Deep Space Separable Distillation for Lightweight Acoustic Scene Classification
ShuQi Ye, Yuan Tian
TL;DR
This paper tackles acoustic scene classification (ASC) with the goal of achieving high accuracy while remaining lightweight for practical deployment. It introduces the Deep Space Separable Distillation Network (DSSDN), built from Deep Space Separable Operators (DSSO) and Deep Space Separable Distilled Blocks (DSSDB), and incorporates a log-Mel frequency-axis cutting strategy to emphasize informative low-frequency features. Three lightweight operators—Separable Convolution (SC), Orthonormal Separable Convolution (OSC), and Separable Partial Convolution (SPC)—drive three DSSDN variants (Large, Middle, Small), which substantially reduce parameters and MACs yet maintain competitive accuracy on the TAU Urban Acoustic Scenes 2020 Mobile dataset. Ablation studies confirm the contributions of both the DSSDB distillation blocks and the DSSO components. Overall, the approach achieves strong ASC performance with sub-1M parameter counts and sub-GMACs, enabling efficient deployment in real-world audio systems, with reported gains around 9.8 percentage points over mainstream baselines.
Abstract
Acoustic scene classification (ASC) is highly important in the real world. Recently, deep learning-based methods have been widely employed for acoustic scene classification.
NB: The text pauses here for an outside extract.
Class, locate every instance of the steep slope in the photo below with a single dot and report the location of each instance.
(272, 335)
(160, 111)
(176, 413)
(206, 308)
However, these methods are currently not lightweight enough as well as their performance is not satisfactory. To solve these problems, we propose a deep space separable distillation network. Firstly, the network performs high-low frequency decomposition on the log-mel spectrogram, significantly reducing computational complexity while maintaining model performance. Secondly, we specially design three lightweight operators for ASC, including Separable Convolution (SC), Orthonormal Separable Convolution (OSC), and Separable Partial Convolution (SPC). These operators exhibit highly efficient feature extraction capabilities in acoustic scene classification tasks. The experimental results demonstrate that the proposed method achieves a performance gain of 9.8% compared to the currently popular deep learning methods, while also having smaller parameter count and computational complexity.